Escalating: The ARD Amendment Path
If the school won’t budge, request an emergency Admission, Review, and Dismissal (ARD) meeting. Schools should accommodate this request within 10 school days.
At the meeting:
- Bring your documentation (the record you built, evidence of peer access, your child’s capability)
- Frame it clearly: “We need to amend the IEP to include enrollment in [course] with the following services/supports [list specific accommodations]”
- Reference IDEA’s LRE requirement — “IDEA calls for educating students with disabilities in the least restrictive environment, which includes access to the same courses their non-disabled peers take”
If the school refuses in writing: You’ll receive a Prior Written Notice (PWN) — the school’s documented response to your request. That PWN, combined with your documentation, gives you a formal record of the school’s stated position.
At this point, if the restriction continues, consulting with a special education advocate is worth considering. Find a special education advocate in Texas who understands LRE and course access. For a detailed review of whether your child’s current IEP is protecting their full access to curriculum, a professional IEP review can flag these issues before they become systemic problems. Wrightslaw’s overview of LRE, mainstreaming, and inclusion is also a solid reference when preparing for an ARD conversation about placement.
Why This Matters (Especially in Transition Years)
Course access becomes critical in high school.
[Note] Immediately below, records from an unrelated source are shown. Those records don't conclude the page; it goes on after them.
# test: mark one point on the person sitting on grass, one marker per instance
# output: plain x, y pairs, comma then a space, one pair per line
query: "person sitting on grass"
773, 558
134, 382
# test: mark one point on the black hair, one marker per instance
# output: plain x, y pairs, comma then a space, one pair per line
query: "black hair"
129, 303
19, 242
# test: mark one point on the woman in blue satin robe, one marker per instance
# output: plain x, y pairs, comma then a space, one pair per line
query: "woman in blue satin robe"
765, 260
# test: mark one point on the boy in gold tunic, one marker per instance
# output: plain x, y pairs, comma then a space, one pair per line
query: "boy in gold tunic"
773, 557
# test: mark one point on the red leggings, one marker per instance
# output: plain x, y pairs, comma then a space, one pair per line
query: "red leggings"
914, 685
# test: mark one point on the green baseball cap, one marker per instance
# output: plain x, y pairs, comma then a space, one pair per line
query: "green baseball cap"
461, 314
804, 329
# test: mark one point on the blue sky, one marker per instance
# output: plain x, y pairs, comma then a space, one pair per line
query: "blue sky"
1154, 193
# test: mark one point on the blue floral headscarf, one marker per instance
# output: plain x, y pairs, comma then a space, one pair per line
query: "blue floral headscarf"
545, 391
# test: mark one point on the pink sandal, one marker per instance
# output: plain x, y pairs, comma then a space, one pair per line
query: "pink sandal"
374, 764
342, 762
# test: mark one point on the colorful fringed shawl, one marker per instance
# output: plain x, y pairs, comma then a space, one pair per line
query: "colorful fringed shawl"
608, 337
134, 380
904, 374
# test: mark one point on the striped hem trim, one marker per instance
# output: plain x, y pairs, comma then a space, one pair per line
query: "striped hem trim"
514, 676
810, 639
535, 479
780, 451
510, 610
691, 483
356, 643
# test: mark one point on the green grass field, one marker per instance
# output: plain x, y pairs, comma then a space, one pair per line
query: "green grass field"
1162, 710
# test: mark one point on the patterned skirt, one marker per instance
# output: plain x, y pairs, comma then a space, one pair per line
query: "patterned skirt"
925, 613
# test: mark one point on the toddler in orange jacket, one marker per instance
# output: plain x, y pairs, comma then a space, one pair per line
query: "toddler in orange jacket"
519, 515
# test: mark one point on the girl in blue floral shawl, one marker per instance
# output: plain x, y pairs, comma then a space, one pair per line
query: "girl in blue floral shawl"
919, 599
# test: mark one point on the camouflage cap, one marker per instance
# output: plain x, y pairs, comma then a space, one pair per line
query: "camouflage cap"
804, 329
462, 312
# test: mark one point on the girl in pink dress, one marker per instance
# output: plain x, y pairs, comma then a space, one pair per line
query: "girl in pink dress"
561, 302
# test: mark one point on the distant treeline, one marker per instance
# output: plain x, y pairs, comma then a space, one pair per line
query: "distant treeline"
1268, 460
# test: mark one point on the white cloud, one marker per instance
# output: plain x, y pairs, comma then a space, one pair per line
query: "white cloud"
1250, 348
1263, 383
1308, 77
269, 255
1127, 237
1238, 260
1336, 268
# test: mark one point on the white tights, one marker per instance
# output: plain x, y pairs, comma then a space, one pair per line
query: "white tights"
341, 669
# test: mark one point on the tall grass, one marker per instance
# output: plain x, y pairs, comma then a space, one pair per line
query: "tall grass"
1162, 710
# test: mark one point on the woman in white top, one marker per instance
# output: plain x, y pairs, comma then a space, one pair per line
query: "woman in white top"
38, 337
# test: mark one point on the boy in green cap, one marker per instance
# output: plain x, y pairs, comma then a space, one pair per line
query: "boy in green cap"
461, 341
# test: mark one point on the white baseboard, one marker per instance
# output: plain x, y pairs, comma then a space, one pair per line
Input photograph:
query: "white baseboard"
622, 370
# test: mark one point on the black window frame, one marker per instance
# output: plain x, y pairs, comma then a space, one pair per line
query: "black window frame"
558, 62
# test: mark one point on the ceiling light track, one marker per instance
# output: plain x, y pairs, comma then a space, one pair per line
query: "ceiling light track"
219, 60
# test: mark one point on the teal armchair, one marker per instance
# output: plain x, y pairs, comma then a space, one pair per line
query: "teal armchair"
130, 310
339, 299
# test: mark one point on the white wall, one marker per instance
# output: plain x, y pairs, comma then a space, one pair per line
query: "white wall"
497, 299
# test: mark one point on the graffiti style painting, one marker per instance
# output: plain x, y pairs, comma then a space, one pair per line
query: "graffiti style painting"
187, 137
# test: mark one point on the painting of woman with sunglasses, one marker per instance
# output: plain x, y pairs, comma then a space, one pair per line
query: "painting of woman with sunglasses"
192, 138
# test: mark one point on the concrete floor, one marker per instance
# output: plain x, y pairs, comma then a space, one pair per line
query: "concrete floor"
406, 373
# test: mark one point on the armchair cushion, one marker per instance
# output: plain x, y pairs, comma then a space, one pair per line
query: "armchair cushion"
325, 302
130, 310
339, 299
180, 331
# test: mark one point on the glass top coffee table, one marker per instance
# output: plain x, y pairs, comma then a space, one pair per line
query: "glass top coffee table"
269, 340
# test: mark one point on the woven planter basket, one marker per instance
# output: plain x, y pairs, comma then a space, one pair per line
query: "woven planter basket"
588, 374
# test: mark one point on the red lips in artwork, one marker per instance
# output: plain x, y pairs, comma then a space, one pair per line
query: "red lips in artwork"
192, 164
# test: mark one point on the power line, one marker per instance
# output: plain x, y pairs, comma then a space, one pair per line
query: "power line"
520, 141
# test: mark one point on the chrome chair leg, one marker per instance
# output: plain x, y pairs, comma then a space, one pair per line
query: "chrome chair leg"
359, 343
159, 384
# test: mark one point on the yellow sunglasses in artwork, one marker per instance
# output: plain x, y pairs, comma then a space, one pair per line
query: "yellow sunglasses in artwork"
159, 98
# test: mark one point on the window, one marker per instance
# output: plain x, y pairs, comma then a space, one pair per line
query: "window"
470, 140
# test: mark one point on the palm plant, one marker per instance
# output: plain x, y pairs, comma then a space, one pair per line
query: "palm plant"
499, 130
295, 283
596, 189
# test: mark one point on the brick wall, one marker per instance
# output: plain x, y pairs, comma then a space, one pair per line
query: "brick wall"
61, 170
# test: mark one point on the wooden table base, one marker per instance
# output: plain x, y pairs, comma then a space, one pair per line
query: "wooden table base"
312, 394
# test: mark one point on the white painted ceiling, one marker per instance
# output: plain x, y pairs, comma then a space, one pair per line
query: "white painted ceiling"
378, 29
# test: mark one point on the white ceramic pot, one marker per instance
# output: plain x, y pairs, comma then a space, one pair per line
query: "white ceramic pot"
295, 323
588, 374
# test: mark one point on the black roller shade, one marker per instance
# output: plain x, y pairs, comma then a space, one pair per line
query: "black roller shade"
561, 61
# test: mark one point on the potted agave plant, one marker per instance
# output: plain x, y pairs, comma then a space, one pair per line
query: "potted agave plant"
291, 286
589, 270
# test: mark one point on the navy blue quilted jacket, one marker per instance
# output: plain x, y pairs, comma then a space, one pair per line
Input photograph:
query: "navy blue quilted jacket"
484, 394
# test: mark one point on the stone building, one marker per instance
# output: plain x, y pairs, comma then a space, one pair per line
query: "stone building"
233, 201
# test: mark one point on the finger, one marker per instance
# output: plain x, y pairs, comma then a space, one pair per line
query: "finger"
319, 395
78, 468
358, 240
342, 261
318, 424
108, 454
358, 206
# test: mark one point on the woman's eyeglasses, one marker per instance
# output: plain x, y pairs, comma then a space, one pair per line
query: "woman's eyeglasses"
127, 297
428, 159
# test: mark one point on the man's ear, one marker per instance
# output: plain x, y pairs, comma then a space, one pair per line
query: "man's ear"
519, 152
Honors track, AP courses, electives like music or vocational training — these shape a student’s college and career readiness. If your child’s IEP restricts access to these courses, you’re not just losing a class. You’re losing the foundation for post-secondary options.
Schools sometimes frame course restrictions as “protecting” students or “keeping them on track with their IEP goals.” But when those restrictions prevent access to courses that non-disabled peers can take, they result in lower expectations and separate learning experiences.
Our post on transition planning covers what schools are supposed to be doing by age 14. Course access is part of that mandate.
The Bottom Line
Your child’s disability doesn’t determine their course load. It determines their supports. Schools can modify how your child learns — smaller class, extra time, different materials. They can’t modify which courses are available to them.
If your school is blocking access, document it, ask clarifying questions, and escalate if needed. LRE is a legal right, not a suggestion.
For a deeper look at what your child’s IEP should include around academics and curriculum access, check out our guide on measurable IEP goals.
This information is educational, not legal advice. For complex situations, consider consulting a special education attorney or advocate.
And if you’re unsure whether your child’s current IEP is protecting their access to the full curriculum, AdvocateIQ’s document review can flag these issues before they become problems — see how it works.
Your child’s opportunities shouldn’t be limited by their disability label. If the school is restricting them, you have the right — and the authority — to push back.